HON. VICTOR S. BAHOU President, Civil Service Commission

This is in reply to your request for my opinion as to whether, consistent with Civil Service Law § 56, an eligible list for which no term hasbeen fixed, may be terminated in less than four years without the establishment of a superseding list.

The pertinent text of Civil Service Law § 56 provides:

"§ 56. Establishment and duration of eligible lists.

The duration of an eligible list shall be fixed at not less than one nor more than four years * * *. An eligible list that has been in existence for one year or more shall terminate upon the establishment of an appropriate new list, unless otherwise prescribed by the state civil service department or municipal commission having jurisdiction."

First, the fact that your Commission has consistently interpreted the section for many years to mean that such a list may not be terminated by administrative action short of its four-year life, is entitled to considerable weight. This is especially true where, as you indicate, the officials administering the statute played a part in its drafting.

Secondly, in my opinion, your traditional interpretation finds support in the language of the section itself. The Legislature has provided for a minimum and maximum duration for civil service lists. It has further provided that such lists shall terminate, after the minimum period, "upon the establishment of an appropriate new list" unless the State or municipal civil service commission having jurisdiction shall prescribe otherwise. I find no other provision respecting the termination of an eligible list short of its maximum duration. Thus, while the words "not more than four years" could be read as merely the upper limit on the duration of the list, not to be exceeded, no provision is made for termination in less than that time except upon the promulgation of a superseding list.

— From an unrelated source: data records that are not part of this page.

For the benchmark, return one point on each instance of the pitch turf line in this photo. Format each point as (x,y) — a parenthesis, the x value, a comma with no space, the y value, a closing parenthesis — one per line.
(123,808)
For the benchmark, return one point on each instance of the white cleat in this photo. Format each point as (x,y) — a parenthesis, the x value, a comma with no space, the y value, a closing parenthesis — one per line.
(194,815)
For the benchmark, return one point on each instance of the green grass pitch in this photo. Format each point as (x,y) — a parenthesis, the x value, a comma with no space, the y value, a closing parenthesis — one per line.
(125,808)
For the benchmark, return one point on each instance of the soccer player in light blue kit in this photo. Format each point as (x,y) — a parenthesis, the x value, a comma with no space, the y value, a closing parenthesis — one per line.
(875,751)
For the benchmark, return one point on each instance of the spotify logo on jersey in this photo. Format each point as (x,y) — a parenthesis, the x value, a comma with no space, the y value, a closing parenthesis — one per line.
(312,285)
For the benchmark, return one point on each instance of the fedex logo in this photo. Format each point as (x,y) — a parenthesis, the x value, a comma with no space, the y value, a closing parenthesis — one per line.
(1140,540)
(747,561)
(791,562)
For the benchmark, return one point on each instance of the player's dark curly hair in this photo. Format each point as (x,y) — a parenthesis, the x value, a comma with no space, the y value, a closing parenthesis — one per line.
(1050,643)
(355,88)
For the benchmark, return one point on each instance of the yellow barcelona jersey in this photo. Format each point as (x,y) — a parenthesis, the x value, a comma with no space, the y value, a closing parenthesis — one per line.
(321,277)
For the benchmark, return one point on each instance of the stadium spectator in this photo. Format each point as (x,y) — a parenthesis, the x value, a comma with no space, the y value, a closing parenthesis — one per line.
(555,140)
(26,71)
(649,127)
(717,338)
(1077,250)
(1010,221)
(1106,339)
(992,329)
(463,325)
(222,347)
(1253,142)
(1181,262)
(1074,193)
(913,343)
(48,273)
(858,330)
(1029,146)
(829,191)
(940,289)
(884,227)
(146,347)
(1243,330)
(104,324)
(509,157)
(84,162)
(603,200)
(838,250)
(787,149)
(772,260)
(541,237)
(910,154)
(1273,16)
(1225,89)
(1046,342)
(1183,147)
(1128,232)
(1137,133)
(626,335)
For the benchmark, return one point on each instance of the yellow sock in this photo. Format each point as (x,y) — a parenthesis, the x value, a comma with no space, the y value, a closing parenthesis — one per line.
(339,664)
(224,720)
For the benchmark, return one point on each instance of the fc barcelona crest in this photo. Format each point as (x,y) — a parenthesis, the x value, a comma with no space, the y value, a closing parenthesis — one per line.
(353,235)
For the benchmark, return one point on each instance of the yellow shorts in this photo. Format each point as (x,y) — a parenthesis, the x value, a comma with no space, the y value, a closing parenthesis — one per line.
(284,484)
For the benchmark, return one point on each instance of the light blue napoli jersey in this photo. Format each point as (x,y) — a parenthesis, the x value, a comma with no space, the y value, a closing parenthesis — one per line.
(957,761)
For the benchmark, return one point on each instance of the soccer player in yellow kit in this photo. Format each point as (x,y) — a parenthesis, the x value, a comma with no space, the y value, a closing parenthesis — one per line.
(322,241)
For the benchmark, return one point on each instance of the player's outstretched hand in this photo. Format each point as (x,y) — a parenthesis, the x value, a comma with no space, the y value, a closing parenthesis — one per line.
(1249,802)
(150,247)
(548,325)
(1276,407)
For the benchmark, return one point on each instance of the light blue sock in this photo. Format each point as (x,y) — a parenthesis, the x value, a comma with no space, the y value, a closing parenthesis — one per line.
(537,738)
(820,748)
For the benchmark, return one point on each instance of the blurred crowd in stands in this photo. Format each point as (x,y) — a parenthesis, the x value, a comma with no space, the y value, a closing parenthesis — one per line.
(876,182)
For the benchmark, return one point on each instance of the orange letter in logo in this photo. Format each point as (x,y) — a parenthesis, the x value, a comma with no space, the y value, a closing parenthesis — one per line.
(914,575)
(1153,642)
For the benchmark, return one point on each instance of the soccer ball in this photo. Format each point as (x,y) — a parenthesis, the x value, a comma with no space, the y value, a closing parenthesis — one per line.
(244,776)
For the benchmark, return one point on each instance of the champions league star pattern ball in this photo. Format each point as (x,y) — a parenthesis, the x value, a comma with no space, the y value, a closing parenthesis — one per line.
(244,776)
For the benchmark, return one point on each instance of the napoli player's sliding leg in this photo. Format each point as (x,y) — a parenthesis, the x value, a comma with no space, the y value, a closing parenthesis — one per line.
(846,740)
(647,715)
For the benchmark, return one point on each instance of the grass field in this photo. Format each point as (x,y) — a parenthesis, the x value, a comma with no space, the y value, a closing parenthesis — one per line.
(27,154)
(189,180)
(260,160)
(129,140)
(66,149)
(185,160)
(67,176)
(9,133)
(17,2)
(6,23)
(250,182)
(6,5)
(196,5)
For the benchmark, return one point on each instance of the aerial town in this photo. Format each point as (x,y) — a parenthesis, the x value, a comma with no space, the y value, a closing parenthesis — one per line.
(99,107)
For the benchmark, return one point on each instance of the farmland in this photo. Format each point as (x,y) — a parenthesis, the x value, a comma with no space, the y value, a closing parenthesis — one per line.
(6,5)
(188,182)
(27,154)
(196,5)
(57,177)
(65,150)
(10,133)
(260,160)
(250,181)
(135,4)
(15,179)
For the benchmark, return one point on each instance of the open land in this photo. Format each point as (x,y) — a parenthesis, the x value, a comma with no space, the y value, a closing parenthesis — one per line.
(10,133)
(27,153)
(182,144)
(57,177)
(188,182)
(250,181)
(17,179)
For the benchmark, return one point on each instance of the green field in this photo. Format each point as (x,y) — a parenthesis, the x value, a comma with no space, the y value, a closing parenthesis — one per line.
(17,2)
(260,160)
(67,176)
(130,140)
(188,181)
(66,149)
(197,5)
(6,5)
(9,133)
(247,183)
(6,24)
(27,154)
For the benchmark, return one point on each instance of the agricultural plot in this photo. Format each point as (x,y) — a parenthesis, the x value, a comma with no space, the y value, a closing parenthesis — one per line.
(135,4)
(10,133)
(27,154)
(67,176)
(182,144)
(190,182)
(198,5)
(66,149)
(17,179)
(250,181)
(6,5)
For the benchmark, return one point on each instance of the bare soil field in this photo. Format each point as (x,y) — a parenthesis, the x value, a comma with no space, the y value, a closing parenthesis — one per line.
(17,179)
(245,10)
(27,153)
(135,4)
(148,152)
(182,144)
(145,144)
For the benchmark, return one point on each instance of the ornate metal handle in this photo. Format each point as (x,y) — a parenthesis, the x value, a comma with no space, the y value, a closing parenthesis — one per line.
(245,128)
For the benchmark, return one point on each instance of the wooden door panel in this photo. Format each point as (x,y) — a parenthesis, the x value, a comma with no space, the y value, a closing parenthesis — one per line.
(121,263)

Finally, according to your letter, it has been proposed in other quarters that you terminate a viable eligible list in less than four years so that provisional appointments might then be made. This proposal serves to illustrate a potential abuse in the discretionary termination of lists, before a new list has been promulgated. The law and public policy in this State have long preferred permanent appointments to provisional appointments in carrying out the constitutional mandate of appointments according to merit and fitness, to be ascertained by examination as far as practicable (N.Y. State Const., Art. V, § 6). Referring to provisional appointments (Civil Service Law § 65), the Appellate Division, First Department, in Poss v. Kern, 263 A.D. 320 (1942) wrote at page 325:

"* * * Appointments of this character are usually permissible in cases of emergency when there is no appropriate eligible list available for the position. * * *"

I am not unmindful of the decision of the Court of Appeals in Matter ofGoldstein v. Land, 16 N.Y.2d 735 (1965) reversing the Appellate Division, First Department, upon its dissenting opinion. There, the Court of Appeals sanctioned the termination of an eligible list for appointments to the Magistrate's Court in New York City based upon what it found to be extraordinary authority vested in the Administrative Board of the Judicial Conference over the appointment of its own employees, and because the Magistrate's Court no longer existed as such. I do not believe that decision requires a general application to every situation.

Therefore, I am in accord with your view that an eligible list for which no term has been fixed must remain in existence for four years unless earlier superseded by the establishment of an appropriate eligible list.